Se o plano foi o grande trunfo dos processos de urbanização ao longo de meados do século XX, não resistiram aos destroços das cidades pós-guerra, e dos excessos de sub-habitação e das cidades informais que configuram o panorama mundial. Não resistiram, pois as cidades precisavam de respostas rápidas de redesenho das cidades destruídas.
Retorna, então, o projeto. Nas mãos de Leon e Robert Krier, Aldo Rossi, Kevin Lynch e Gordon Cullen, para concentrar-se nos principais, a cidade passou a ser vista como um problema de projeto. No entanto, diferentemente do modelo de Le Corbusier, as propostas não focam mais na totalidade da cidade, mas na escala do cotidiano.
Se a polêmica concentra-se na dicotomia entre plano (foco-no-problema) x projeto (foco-na-solução), também se concentra na disputa entre áreas de conhecimento. Longe de ser uma discussão fácil de enfrentar, a academia tem proposto duas respostas a essa polêmica: linhas de pesquisa em planejamento urbano (processos e planos) e linhas de pesquisa em desenho urbano (produtos e projetos).
Essa polêmica tem que ser construída em outra ordem.
Design, projeto ou plano?
Talvez a saída dessa polêmica seja recuperar o termo design em inglês. O termo design é um conceito rico em significação e, portanto, problemático. Neste artigo, utiliza-se a concepção de Flusser (1999) para posicionar design como projeto e como plano, ou seja, no tensionamento entre foco-no-problema e foco-na-solução.
Diferentemente da clássica distinção entre forma e conteúdo, Flusser faz uma distinção entre matéria e forma: como matéria, significa o mundo amorfo que ainda não recebeu uma configuração; e como forma, aquilo que configura. Assim, o design in-forma a matéria. Por isso, pode-se defini-lo como sendo um dos “métodos para dar forma à matéria e para fazer que essa apareça como aparece, e não de outro modo” (1). Nessa perspectiva, o design opera sobre o espaço na construção das formas dos objetos ao longo do tempo.
Na tentativa de localizar a razão de ser do design, Cross (2) propõe uma posição entre o universo da ciência e o das artes (humanidades). Enquanto a ciência tem seu foco no mundo natural; as humanidades, na experiência humana; o Design concentrar-se-ia no mundo artificial. A cada área corresponderia uma maneira de pesquisar a realidade. Para o Design, os métodos se constituem como modelagem, como formação de padrões e processos de sínteses. Portanto, se existe para essas culturas uma maneira científica ou artística de ser, existiria também uma maneira designerly para a atividade de design – designerly ways of knowing.

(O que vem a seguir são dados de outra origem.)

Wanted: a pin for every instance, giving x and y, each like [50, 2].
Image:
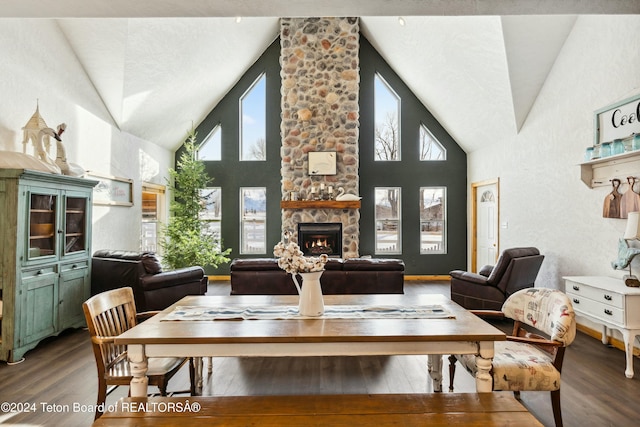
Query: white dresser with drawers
[608, 301]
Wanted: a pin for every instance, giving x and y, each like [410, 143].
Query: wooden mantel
[319, 204]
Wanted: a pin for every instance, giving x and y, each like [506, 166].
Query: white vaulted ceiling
[477, 65]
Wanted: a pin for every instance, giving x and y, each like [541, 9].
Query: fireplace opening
[320, 238]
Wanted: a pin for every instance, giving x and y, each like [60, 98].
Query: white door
[486, 226]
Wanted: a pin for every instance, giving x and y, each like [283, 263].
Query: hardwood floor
[61, 371]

Ao utilizar esse conceito (designerly) para o projeto na escala urbana, a realidade da cidade pode ser compreendida não só pelos processos sociais e econômicos, mas por um processo de experimentação projetual (tentativa e erro) que reconhece no projeto uma ação efetiva de leitura do ambiente. É através do desenho nas suas mais diversas tecnologias que essa experimentação ganha escopo.
A essa primeira “construção” da realidade que é feita através dos mais diversos registros gráficos e visuais, encaminha-se o processo para a etapa de generalização obtida pelos processos de estruturação de padrões. Esses padrões expressam-se como “retratos” oriundos de uma realidade específica que ganham relevância em extensão para outras situações similares de aplicação.
A etapa de síntese finaliza esse processo projetual, quando designa para um determinado problema urbano uma forma. Ou seja, quando através da estruturação de um pensamento projetual (designerly ways of knowing) sintetiza uma resposta ao problema posto inicialmente na etapa de modelagem. Essa etapa de projeto in-forma a matéria urbana, dando uma nova ressignificação.
A essas propriedades projetuais, resultantes de um modelo mental construído em áreas que tem por formação o projeto (urbanismo, arquitetura, design) é o que Cross nomeia de designerly ways of knowing.
Cross define essa habilidade do design como sendo a capacidade de “resolução de problemas mal definidos, adotando uma solução focada em estratégias cognitivas, empregando um pensamento abdutivo ou aposicional e usando meios de comunicação não-verbal de modelagem” (3). Essa perspectiva de construção de um problema não fixo, a partir de uma situação aposicional, permite que a busca pela sua resolução ocorra de maneira errática. Ou seja, pela construção simultânea de soluções possíveis, operando pela contradição e não pelas certezas. Nessa mesma direção estão Lawson & Dorst (4).
Para esses autores, essa “maneira de pensar” não é “a” maneira, mas “as”. “É um misto de racionalidade, pensamento analítico e criatividade” (5). No entanto, esse misto constrói uma maneira própria de análise que compreende na “solução” a base do problema, diferentemente de uma abordagem científica em que o “problema” é exaustivamente analisado. Assim, o problema é assumidamente um problema caótico, se resolvendo nas tentativas de solucioná-lo.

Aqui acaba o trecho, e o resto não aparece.